Emre Can, parla il primo allenatore: 'Cresciuto nel mito di Del Piero. Juve? Non era pronto, ora vuole la Champions'
NEL SEGNO DI DEL PIERO - “Gliel’ho ripetuto tante di quelle volte… Diciamo che gli ho fatto una testa così con la Juve: è stato allevato nel mito bianconero, con Del Piero come riferimento. Gli dicevo: ‘Guardalo, devi calciare come lui’. A casa mia ha sempre visto un santuario dedicato alla Signora: per quelli come me la Juve rappresenta il sentimento italiano, il legame con le origini. Mi piace pensare che, quasi inconsciamente, gli ho trasmesso questa attrazione”.

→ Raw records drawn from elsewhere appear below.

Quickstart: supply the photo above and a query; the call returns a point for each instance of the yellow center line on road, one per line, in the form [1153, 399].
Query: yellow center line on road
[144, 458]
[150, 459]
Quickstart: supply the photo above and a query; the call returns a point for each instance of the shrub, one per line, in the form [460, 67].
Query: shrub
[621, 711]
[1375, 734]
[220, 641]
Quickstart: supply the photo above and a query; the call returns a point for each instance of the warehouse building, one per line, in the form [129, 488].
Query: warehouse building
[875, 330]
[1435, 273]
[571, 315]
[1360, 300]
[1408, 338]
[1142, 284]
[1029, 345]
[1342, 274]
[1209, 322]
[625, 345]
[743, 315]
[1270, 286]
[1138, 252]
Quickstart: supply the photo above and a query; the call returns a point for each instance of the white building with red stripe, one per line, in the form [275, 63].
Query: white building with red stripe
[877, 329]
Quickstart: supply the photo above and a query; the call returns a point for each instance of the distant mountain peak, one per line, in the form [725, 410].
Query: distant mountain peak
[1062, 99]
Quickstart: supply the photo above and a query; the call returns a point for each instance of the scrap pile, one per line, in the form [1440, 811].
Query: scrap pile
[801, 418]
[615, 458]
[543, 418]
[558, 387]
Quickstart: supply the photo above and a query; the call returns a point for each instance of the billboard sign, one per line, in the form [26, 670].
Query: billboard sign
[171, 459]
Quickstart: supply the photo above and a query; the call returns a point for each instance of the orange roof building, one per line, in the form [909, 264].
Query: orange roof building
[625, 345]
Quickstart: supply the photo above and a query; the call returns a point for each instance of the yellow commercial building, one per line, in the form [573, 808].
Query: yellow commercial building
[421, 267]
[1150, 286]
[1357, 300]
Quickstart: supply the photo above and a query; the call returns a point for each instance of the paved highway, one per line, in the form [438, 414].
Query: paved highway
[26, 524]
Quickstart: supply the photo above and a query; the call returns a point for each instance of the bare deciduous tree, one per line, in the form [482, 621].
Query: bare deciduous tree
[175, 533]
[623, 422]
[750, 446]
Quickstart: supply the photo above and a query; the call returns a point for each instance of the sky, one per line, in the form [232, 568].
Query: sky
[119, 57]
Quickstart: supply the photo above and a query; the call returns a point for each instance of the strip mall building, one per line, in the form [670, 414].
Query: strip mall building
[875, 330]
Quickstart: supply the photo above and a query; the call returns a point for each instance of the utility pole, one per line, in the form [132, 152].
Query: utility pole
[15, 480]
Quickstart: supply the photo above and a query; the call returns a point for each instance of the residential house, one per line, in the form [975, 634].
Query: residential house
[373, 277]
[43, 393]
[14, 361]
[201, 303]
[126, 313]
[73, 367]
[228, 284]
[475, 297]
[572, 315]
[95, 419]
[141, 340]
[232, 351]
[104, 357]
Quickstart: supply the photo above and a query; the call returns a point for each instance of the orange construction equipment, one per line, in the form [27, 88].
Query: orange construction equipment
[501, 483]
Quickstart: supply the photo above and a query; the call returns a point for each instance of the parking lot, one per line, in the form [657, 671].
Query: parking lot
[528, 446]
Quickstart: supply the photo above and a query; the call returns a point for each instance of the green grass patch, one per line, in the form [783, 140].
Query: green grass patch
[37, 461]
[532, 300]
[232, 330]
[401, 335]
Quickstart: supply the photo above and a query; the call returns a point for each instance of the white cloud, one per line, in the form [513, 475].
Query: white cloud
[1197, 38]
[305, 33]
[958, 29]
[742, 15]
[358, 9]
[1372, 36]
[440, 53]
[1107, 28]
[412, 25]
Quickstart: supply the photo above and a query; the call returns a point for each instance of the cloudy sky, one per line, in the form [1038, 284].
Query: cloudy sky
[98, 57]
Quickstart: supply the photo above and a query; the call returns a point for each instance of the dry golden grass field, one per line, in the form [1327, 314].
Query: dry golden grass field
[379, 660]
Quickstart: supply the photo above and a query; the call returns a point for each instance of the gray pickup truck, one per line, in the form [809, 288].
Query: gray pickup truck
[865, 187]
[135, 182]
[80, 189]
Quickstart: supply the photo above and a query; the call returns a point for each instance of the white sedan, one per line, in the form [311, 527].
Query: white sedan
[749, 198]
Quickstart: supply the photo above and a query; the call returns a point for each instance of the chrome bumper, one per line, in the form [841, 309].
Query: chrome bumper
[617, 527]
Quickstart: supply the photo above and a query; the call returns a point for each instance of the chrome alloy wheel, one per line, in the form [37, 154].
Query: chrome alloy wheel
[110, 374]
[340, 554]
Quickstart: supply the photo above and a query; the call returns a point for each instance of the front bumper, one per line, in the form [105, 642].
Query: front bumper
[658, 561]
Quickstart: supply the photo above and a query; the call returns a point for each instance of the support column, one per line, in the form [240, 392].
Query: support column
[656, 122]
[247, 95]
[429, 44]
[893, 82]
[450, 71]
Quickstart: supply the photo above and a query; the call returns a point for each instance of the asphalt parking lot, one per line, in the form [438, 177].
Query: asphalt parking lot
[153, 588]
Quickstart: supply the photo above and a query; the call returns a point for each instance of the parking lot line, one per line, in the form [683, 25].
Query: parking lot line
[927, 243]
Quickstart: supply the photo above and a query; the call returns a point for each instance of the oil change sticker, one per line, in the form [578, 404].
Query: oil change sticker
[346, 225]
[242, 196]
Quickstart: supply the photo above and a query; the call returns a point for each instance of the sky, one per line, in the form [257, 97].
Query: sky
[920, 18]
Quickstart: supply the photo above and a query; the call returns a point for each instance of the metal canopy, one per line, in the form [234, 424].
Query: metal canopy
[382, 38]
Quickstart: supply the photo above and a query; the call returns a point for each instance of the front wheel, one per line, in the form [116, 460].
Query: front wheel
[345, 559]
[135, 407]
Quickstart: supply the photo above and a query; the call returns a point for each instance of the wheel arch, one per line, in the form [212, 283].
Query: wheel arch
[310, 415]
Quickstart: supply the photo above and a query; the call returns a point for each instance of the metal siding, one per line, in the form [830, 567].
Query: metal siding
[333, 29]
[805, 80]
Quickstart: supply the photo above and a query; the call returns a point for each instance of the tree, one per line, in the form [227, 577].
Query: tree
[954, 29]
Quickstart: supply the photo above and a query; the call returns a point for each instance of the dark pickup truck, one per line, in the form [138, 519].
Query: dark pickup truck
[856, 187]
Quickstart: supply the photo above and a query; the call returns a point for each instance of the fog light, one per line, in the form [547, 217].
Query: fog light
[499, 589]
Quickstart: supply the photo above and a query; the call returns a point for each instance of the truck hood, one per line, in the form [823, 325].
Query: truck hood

PRIMI CALCI - “Ero allenatore in seconda di una squadra della zona chiamata SV Blau-Gelb. Il mio superiore non voleva prendere Emre perché era un anno più piccolo e non passava mai la palla…Dopo il secondo allenamento diedero la responsabilità a me e dissi subito: ‘Questo rimane qua, diventa un fenomeno’. In certe partite lo facevo giocare in difesa, perfino portiere, così poteva capire il gioco da dietro. Col tempo è diventato più altruista, anche perché altrimenti finiva in panchina. Ma l’amicizia è nata fuori dal campo: supera il calcio. Io sono un immigrato come suo padre e sua madre dalla Turchia: so bene cosa significhi crescere in un altro Paese, essere guardato con occhio diverso, doversi meritare con la fatica e il lavoro l’apprezzamento della nazione che ti ha accolto. I suoi genitori sono umili e onesti, lavoravano fino a tarda sera. Io riaccompagnavo Emre a casa e avrei dovuto lasciarlo da solo, fuori dalla porta. Non me la sentivo, per questo lo portavo in giro e nei weekend dormiva spesso a casa mia”.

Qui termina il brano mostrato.